There's a tendency by many who support the likes of Judge Roy Moore to cite our nation's supposed foundation on Christian laws.
People who think that are probably confusing the Pilgrims, who are certainly a good example of religious over-zealotry, with the men who fought for our independence, who formed the government and wrote the Constitution.
Men like Thomas Jefferson, who once made this remark to another Founding Father John Adams.
"The truth is, that the greatest enemies of the doctrine of Jesus are those, calling themselves the expositors of them, who have perverted them to the structure of a system of fancy absolutely incomprehensible and without any foundation in his genuine words."
Granted, I pulled that quote along with several others from a Web site called www.infidels.org, but I'm on deadline and it sounds about right.
Jefferson, Adams and the other authors of our constitution may well have been religious, but they also lived in the height of the Age of Enlightenment. Jefferson himself has been described as a deist who rejected the superstitions of Christianity, according to writer Jim Walker.
Walker heads his own exposition on Jefferson's non-Christian nature with this quote.
"Ignorance is preferable to error, and he is less remote from the truth who believes nothing than he who believes what is wrong."
But enough of what other people said. Let's see what other people are doing about this.
In Mobile, my hometown, a Christian radio talk show host and a Tallassee pastor are filing suit to block the removal of Moore's illegal monument because to remove them, they say, violates the constitutional right to freedom of religion.
Ah, the irony. That piece of granite is the greatest weight threatening to crush that constitutional guarantee of freedom.
Freedom means each citizen has the right to choose not to be religious as well. When a representative of the law puts a monument in a courthouse that endorses not just religion but a particular religion then the freedom to be a non-believer is threatened.

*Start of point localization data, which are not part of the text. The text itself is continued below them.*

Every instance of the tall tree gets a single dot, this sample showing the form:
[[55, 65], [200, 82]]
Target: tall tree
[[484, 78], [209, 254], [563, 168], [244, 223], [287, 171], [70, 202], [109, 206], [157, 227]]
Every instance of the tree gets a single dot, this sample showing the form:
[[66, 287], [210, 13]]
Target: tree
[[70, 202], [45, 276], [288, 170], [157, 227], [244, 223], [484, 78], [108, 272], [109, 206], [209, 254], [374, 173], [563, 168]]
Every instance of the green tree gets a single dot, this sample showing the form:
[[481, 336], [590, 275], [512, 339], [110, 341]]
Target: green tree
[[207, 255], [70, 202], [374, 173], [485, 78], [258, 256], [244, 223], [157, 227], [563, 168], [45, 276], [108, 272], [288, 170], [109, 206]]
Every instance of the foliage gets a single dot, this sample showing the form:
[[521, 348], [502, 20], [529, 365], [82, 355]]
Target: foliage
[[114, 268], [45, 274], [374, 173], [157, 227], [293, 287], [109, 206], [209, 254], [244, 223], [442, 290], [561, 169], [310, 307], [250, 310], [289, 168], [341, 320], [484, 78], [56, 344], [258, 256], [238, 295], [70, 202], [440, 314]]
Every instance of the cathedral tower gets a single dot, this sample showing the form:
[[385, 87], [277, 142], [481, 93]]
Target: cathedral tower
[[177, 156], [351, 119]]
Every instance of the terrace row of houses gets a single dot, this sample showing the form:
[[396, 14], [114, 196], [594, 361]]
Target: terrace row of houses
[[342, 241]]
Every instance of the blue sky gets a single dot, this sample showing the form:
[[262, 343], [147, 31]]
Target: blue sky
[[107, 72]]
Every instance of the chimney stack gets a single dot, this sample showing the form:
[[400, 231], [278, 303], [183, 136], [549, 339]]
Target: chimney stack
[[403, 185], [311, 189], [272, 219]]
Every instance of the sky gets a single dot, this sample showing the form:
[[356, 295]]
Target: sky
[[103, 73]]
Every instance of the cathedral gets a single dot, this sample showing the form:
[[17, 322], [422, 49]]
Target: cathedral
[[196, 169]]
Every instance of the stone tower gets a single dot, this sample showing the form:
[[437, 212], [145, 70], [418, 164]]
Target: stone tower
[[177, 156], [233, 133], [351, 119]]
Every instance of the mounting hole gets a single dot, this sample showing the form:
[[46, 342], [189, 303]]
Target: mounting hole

Further, it is not a right of religion to force itself on others and to seek to monopolize the institutions of our society. The fact that many people think so is not justification to continue in this injustice.
And it is an injustice, just as it would be unjust if our country began passing laws prohibiting the practice of certain religions because they are deemed unsavory. But nobody's nailing closed the church doors here, nobody's saying you can't sit in a courtroom accused of a crime and pray for your own deliverance.
That would be wrong.
What is being said here by the high courts of this land is that a judge can't sit on the bench and say "The Bible is the law of the land."
It is not, nor was it intended to be.